Steps can be named in two different ways:

  • Using the .options(name=”step_name”)

  • Using the decorator @worfklows.step(name=”step_name”)

Managing workflows

Each workflow in Ray Workflows has a unique workflow_id. You can explicitly set a workflow ID during workflow startup, using .run(workflow_id=”workflow_id”). Same option is also applicable to .run_async(). If no ID is provided when calling .run() and run_async(), a random ID is generated.

Once created, workflows can be in the states shown in Workflow states.

Table 2. Workflow states

Running

Currently running in the cluster

Failed

Failed with an application error. It may be resumed from the failed step

Resumable

Worfklow that failed with a system error and can be resumed from the failed step

Canceled

Workflow has been canceled. It cannot be resumed and results are unavailable

Successful

Workflow completed successfully

Workflow management APIs shows a summary of the management APIs and how you can use them to manage workflows both individually or in bulk.
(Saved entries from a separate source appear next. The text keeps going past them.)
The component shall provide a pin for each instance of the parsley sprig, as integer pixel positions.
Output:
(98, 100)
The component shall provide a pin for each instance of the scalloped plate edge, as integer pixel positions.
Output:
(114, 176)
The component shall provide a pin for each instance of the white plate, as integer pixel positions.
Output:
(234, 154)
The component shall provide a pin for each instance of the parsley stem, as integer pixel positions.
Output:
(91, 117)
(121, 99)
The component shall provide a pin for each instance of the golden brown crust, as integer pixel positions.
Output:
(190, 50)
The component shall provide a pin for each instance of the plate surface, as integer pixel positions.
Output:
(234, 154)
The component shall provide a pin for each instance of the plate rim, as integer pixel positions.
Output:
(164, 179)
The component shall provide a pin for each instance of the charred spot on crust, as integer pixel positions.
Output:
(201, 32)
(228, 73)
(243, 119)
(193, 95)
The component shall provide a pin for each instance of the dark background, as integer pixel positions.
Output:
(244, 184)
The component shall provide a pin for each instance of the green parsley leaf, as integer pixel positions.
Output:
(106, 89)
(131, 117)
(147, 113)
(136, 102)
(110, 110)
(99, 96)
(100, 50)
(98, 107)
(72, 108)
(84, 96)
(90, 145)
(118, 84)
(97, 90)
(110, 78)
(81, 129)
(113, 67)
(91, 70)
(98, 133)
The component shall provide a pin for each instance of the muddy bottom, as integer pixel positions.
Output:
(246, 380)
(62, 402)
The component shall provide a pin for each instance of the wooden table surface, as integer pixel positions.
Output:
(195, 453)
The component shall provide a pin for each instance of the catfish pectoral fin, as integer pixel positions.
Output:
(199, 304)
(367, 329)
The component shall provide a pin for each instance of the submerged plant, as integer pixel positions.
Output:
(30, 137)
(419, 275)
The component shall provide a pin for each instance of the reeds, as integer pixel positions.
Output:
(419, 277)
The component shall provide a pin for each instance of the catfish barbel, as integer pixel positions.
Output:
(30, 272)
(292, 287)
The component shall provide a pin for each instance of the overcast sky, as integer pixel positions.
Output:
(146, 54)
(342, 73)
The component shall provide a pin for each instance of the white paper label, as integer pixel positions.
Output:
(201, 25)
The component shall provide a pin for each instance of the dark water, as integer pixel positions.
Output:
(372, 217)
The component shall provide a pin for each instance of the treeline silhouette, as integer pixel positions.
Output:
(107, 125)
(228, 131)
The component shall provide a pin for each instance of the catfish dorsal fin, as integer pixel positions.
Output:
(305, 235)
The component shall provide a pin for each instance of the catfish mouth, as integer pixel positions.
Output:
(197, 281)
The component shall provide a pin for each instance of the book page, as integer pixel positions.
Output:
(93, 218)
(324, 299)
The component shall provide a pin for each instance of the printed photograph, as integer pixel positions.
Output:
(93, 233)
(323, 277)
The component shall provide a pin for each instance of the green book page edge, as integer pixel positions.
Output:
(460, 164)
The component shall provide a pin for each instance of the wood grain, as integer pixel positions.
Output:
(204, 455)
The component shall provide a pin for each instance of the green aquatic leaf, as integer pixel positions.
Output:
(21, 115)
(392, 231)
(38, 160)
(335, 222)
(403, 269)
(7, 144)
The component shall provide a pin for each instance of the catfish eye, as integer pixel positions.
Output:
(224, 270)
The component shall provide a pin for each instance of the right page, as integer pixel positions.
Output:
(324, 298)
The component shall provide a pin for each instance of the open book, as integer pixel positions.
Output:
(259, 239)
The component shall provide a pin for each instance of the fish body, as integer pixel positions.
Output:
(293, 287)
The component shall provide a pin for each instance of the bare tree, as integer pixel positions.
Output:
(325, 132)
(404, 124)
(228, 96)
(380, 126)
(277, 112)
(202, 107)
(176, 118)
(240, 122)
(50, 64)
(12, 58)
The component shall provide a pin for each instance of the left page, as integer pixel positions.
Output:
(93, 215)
Table 3. Workflow management APIs
Single workflow Action Bulk Workflow Action

.get_status(workflow_id=<>)

Get status of workflows (running, resumable, failed, canceled, successful)
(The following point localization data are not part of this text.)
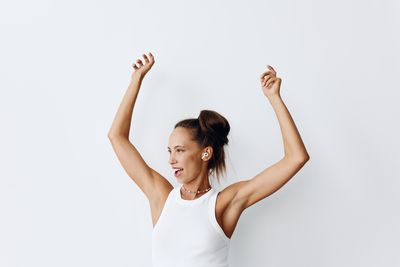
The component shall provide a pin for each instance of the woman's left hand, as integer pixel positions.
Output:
(270, 83)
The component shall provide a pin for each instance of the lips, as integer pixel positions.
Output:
(177, 171)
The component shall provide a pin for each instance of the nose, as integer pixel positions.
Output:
(171, 158)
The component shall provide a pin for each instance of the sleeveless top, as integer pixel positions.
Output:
(187, 233)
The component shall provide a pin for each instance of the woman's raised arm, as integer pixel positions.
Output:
(148, 180)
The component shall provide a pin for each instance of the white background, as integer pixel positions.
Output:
(65, 200)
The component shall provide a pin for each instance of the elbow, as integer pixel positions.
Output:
(300, 159)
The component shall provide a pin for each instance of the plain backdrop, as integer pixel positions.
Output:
(65, 200)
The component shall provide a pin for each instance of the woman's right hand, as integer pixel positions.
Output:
(140, 69)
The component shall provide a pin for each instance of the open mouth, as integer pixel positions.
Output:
(178, 171)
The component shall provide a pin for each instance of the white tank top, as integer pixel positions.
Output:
(187, 233)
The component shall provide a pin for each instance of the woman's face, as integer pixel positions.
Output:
(184, 153)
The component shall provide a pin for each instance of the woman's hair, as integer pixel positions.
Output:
(210, 129)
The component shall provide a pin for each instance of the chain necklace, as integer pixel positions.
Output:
(205, 190)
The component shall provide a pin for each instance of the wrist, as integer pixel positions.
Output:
(274, 97)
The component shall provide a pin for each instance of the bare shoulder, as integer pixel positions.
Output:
(227, 195)
(228, 210)
(161, 188)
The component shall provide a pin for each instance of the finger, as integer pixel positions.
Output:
(267, 73)
(266, 79)
(146, 58)
(271, 68)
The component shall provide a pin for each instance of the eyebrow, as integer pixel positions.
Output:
(175, 147)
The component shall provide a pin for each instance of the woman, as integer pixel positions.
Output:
(197, 221)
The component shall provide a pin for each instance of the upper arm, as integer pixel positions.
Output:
(266, 182)
(149, 181)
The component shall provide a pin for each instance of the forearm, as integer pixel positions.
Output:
(293, 144)
(122, 121)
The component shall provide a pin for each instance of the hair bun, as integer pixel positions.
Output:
(215, 126)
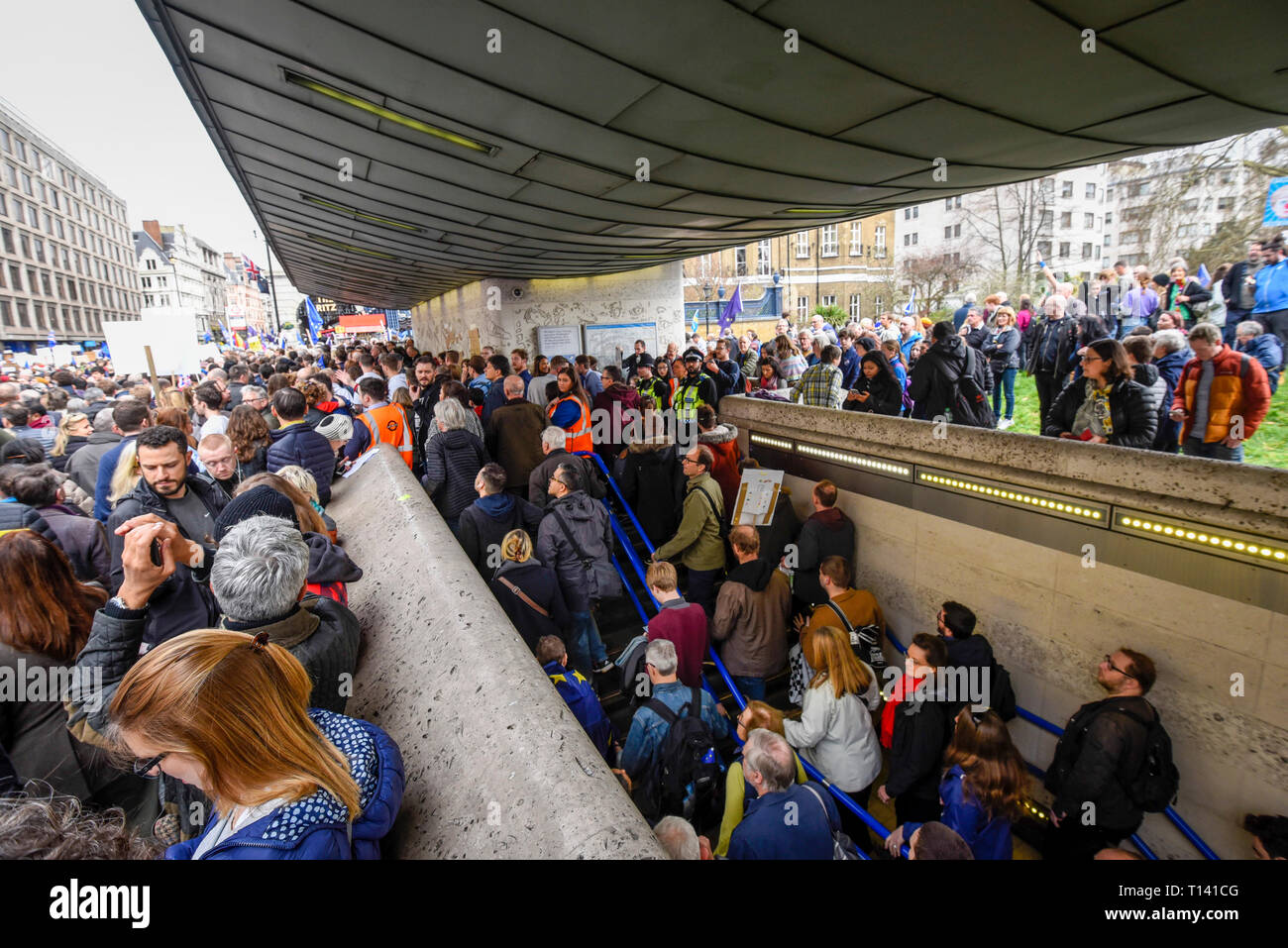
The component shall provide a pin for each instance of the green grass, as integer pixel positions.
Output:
(1267, 446)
.list_all(<workflow_state1, workflow_state2, …>)

List all workflow in the states listed

.resume(workflow_id=<>)

Resume a workflow

.resume_all()

Resume all resumable workflows

.cancel(workflow_id=<>)

Cancel a workflow

.delete(workflow_id=<>)

Delete a workflow

Ray Workflows stores workflow information in your configured storage location. You configure the location either when creating the workflow with the decorator workflow.init(storage=<path>), or by setting the environment variable RAY_WORKFLOW_STORAGE.

You can use either regular/local or in a distributed storage using a S3 compatible API:

  • Local filesystem: either single node, for testing purposes only, or through a shared filesystem (e.g., NFS mount) across the nodes in the cluster. Location is passed as an absolute path.
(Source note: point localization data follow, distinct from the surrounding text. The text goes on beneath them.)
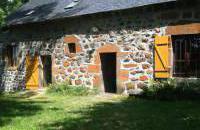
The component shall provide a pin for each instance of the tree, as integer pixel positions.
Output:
(7, 7)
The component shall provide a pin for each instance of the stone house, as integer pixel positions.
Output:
(114, 45)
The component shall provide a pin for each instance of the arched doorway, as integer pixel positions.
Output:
(107, 60)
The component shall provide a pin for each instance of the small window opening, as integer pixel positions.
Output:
(72, 47)
(72, 4)
(11, 56)
(186, 49)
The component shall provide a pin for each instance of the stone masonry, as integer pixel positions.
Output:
(130, 34)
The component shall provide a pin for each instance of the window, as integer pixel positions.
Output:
(11, 55)
(186, 51)
(72, 47)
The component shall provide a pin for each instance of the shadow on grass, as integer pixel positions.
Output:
(11, 108)
(132, 114)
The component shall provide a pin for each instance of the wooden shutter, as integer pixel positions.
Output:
(32, 72)
(162, 57)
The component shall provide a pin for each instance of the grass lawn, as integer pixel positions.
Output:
(109, 112)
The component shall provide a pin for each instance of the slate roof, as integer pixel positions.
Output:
(42, 10)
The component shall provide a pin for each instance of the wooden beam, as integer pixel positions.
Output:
(193, 28)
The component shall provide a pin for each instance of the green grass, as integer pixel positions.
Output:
(29, 111)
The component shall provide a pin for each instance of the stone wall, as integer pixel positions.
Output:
(128, 33)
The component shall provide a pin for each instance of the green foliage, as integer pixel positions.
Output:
(172, 89)
(102, 112)
(66, 89)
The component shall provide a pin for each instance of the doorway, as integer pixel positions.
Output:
(46, 70)
(109, 73)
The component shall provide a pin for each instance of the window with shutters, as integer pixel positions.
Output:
(11, 55)
(186, 52)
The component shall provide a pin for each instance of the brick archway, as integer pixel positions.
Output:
(96, 67)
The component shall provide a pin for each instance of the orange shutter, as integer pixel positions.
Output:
(162, 57)
(32, 72)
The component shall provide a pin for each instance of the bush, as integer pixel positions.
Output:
(66, 89)
(173, 89)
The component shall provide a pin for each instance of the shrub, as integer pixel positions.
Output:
(173, 89)
(66, 89)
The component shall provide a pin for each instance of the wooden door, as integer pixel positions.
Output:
(162, 57)
(32, 72)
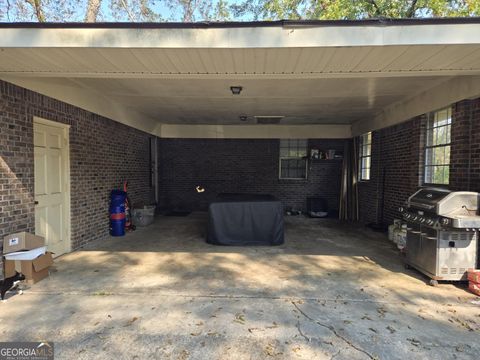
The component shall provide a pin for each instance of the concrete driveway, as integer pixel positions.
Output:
(162, 293)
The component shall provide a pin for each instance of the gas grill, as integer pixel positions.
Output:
(442, 232)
  • S3 backend: Enable workflow data to be written to an S3 based backend for use in production.

If you do not specify a path, workflows will use the default location: /tmp/ray/workflow_data.

Warning

If no storage data location is specified, workflow data is saved locally and only works for a single-node Ray cluster.

Ray’s Workflow dependencies is actively under development. Once available, this feature will allow Ray to log the full runtime environment to storage, at the workflow submission time. By tracking this information, Ray can ensure the workflow can run on a different cluster.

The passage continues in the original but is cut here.